1Again, the index really holds (mode, name, blob-hash) tuples. It also has a bunch of cache data, which is why it's sometimes called the cache, though these days, cache is supposed to be reserved for the in-memory data structure that Git builds by reading the .git/index file. Because you use the index to "stage" updated files for committing, the index is also called the staging area.


Note that git mv is not special in any way

If you use git mv readme.md readyou.md, Git:

  • renames the work-tree file, and
  • rips out the old readme.md index entry and puts in a readyou.md entry instead.

git status will now just say that there is a new readyou.md file, ready to be committed. But suppose you actually commit the readme.md file first. Now git status will say that there is a rename ready to be committed.

Technically, all that will happen if you make a second commit is that the second commit will have a file named readyou.md and not have a file named readme.md. It's Git's difference engine—the program you can invoke with git diff, that git status also invokes, and other Git commands use—that decides that this file was "renamed".

If, instead of git mv, you run:

mv readme.md readyou.md
git add readme.md readyou.md

the separate git add step here will remove readme.md from the index and copy readyou.md into the index (again see footnote 1—it will really just keep the existing blob object). Oddly, git add path/to/file removes path/to/file from the index if it's there in the index and not there in the work-tree. The way to make sense of this is to realize that git add doesn't just mean copy file from work-tree to index, but instead means something simpler: make index match work-tree. The "match" in the case of a renamed or removed file is to remove the old name.

When Git is comparing two commits, or one commit and the index, or the index and your work-tree, or whatever, Git will detect a rename only under certain conditions. These include:

  • The rename detector must be enabled. When you run git diff you can turn it on manually with -M or --find-renames. It defaulted to off in old versions of Git, and switched to on by default in Git 2.9. You can configure your own private default using the diff.renames configuration knob.

  • The file's content must either match exactly—an exact match is fast for Git—or be "similar enough". This similarity is expressed as a percentage: an exact match is 100% similar, and a file with no bytes in common is 0% similar. Files that are not identical but do have some bytes in common, as determined by a quick and dirty file scanner, are some percentage similar: more than zero, less than 100. When using --find-renames or -M you can set the similarity threshold. The default is 50%. Files that aren't at least 50, or whatever other number, percent similar are considered "not renamed".

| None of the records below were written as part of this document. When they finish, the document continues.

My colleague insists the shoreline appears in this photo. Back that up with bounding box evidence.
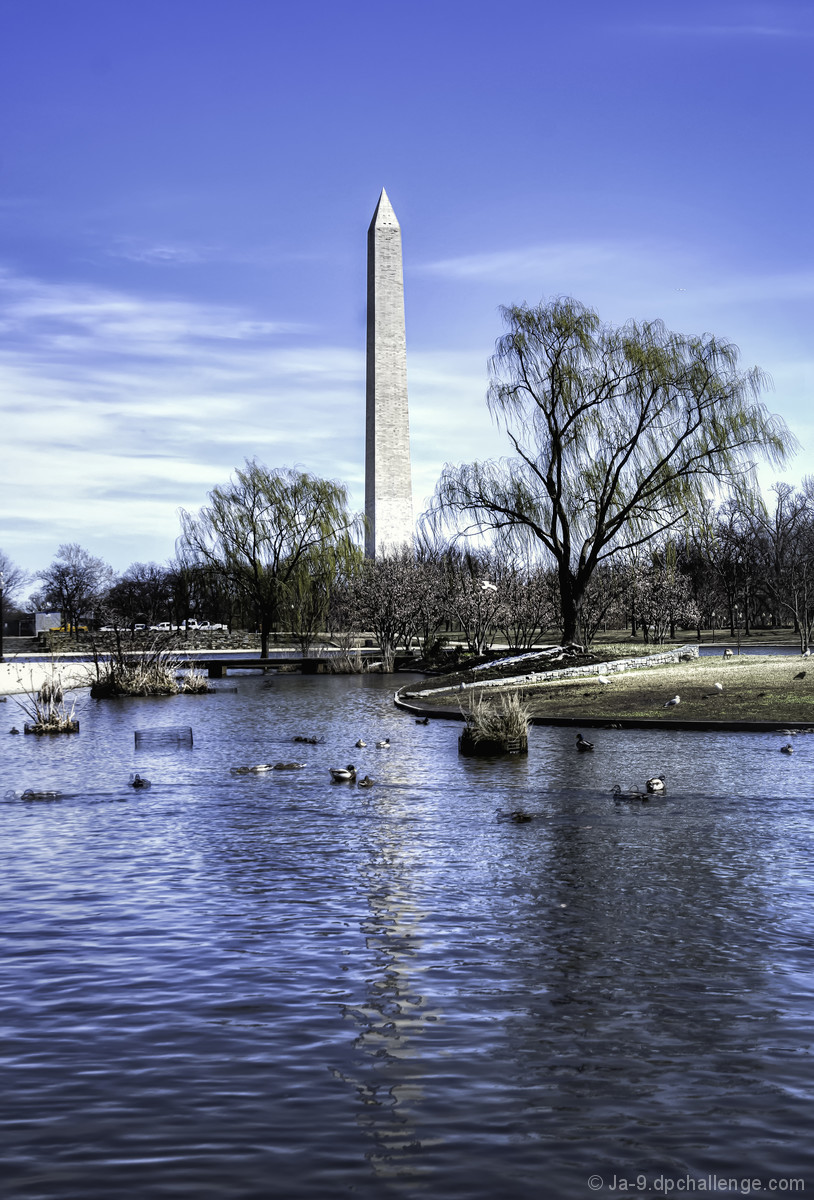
[395,646,814,733]
[394,689,814,733]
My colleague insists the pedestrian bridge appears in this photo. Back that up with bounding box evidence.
[180,652,417,678]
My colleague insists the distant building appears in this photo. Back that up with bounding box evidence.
[35,612,62,633]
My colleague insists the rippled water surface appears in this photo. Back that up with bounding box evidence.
[2,672,814,1199]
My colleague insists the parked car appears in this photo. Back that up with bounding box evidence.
[150,622,178,632]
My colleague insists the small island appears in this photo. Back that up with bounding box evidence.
[398,642,814,730]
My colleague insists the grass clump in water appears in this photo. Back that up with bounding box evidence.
[460,692,530,755]
[90,642,183,698]
[17,674,79,735]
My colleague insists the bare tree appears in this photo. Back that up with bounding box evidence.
[35,543,115,637]
[494,555,557,650]
[747,481,814,651]
[631,546,701,645]
[425,297,795,643]
[104,562,172,630]
[178,459,362,658]
[354,550,424,672]
[441,547,504,656]
[0,549,29,609]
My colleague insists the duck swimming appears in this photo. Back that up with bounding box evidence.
[231,763,274,775]
[330,764,357,782]
[129,774,152,789]
[496,808,534,823]
[781,743,794,754]
[646,775,666,794]
[273,762,306,770]
[355,739,366,748]
[375,739,390,749]
[611,784,648,801]
[575,733,594,751]
[415,717,429,725]
[357,775,374,788]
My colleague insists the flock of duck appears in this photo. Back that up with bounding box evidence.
[223,735,393,789]
[13,711,801,807]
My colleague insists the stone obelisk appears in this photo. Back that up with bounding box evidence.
[365,188,413,558]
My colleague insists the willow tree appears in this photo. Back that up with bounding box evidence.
[424,298,796,644]
[178,460,362,658]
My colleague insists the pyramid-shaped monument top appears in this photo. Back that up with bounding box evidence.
[369,188,400,231]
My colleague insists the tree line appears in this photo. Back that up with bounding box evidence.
[3,297,808,657]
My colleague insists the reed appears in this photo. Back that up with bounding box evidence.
[179,668,210,694]
[17,673,79,735]
[459,691,529,755]
[90,641,182,697]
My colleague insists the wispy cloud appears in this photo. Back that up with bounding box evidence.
[642,24,809,37]
[107,239,211,265]
[0,268,364,572]
[417,241,629,284]
[417,239,814,312]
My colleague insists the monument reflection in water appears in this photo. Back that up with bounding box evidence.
[2,671,813,1198]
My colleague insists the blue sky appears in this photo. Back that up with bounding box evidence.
[1,0,813,582]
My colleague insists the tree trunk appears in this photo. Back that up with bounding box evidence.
[558,567,581,644]
[379,632,395,673]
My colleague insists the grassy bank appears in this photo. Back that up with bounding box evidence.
[409,654,814,725]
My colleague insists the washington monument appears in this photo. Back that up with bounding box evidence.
[365,188,414,558]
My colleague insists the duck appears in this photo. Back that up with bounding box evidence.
[129,774,152,789]
[781,743,794,754]
[415,717,429,725]
[9,727,20,734]
[645,775,666,794]
[231,763,274,775]
[272,761,306,770]
[355,739,366,748]
[330,764,357,782]
[357,775,374,788]
[496,808,534,823]
[293,735,320,744]
[375,738,390,749]
[575,733,594,752]
[611,784,648,801]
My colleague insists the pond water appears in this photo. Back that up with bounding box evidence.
[2,673,813,1199]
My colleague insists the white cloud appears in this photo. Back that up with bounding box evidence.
[0,268,365,573]
[1,247,812,578]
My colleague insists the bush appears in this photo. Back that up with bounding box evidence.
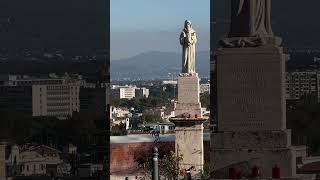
[111,123,127,136]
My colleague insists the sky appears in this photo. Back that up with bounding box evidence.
[111,0,210,60]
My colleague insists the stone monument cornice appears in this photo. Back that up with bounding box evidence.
[178,72,199,77]
[218,36,282,49]
[215,45,285,56]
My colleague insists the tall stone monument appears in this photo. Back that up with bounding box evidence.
[0,143,5,180]
[170,20,206,176]
[211,0,302,178]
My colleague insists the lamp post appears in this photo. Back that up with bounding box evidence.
[152,147,159,180]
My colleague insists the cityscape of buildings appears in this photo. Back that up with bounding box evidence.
[1,66,320,178]
[0,74,107,120]
[0,73,108,179]
[286,71,320,102]
[2,0,320,179]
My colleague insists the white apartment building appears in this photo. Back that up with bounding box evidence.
[286,71,318,102]
[119,86,135,99]
[32,84,80,120]
[0,74,83,120]
[162,80,177,85]
[111,85,136,99]
[135,87,149,98]
[111,85,150,99]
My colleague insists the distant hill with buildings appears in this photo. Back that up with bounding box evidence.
[110,51,210,80]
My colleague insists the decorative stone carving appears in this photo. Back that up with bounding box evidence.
[219,37,266,48]
[219,36,282,48]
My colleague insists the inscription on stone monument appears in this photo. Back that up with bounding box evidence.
[217,49,285,131]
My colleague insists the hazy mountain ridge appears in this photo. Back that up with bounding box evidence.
[111,51,210,80]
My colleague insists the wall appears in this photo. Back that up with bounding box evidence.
[110,140,210,174]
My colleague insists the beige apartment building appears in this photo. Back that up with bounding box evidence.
[32,84,80,120]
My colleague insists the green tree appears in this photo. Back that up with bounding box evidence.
[140,111,163,124]
[200,92,210,109]
[128,97,141,110]
[162,84,176,99]
[110,96,120,107]
[159,151,184,180]
[148,96,166,108]
[133,144,181,180]
[111,123,127,136]
[202,162,215,179]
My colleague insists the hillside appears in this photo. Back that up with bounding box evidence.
[111,51,210,80]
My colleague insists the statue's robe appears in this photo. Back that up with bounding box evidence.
[179,28,197,74]
[229,0,273,37]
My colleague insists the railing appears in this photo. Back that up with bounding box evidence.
[127,130,175,135]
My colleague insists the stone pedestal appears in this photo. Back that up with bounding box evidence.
[211,131,297,178]
[211,45,298,178]
[0,144,6,180]
[175,73,202,118]
[171,73,205,176]
[171,119,205,175]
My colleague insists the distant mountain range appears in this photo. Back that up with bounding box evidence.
[111,51,210,80]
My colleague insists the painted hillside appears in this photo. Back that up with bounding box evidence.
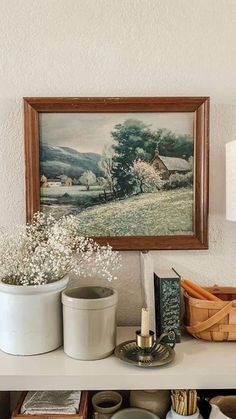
[40,143,103,179]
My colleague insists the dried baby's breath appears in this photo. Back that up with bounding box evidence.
[0,212,121,286]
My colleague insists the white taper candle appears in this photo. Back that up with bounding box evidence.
[141,307,149,337]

  • For Git to detect a rename, there must be a file on the "left side" that is just not there on the "right side", and vice versa. For instance, in this case, the left side—the first commit—would have a file named readme.md, but the right side—the current index content—would not. The right side has readyou.md but the left side does not. Git pairs up left and right side files that have the same name. Any files left over, i.e., not paired at this point, are candidates for rename detecting.

  • When using git diff, there's something else you can do with the -B (break-pairings) option. You can't do this with git status so we won't go into any further detail.

The git status command has the rename detector turned on and set to 50% by default. In older versions of Git there is no way to change this, but Git 2.18 added status.renames as an option, and made it follow diff.renames as a default if you don't have it set. So now diff.renames also controls git status, unless you set both diff.renames and status.renames.

The point of all this verbiage is that git mv isn't really special. It just takes care of two rename operations at once: one in the index, and one in your work-tree. If you forget, just use git add to remove the old name and add the new one. The effect is exactly the same: the next commit you will make, as stored right now in Git's index, is now updated correctly.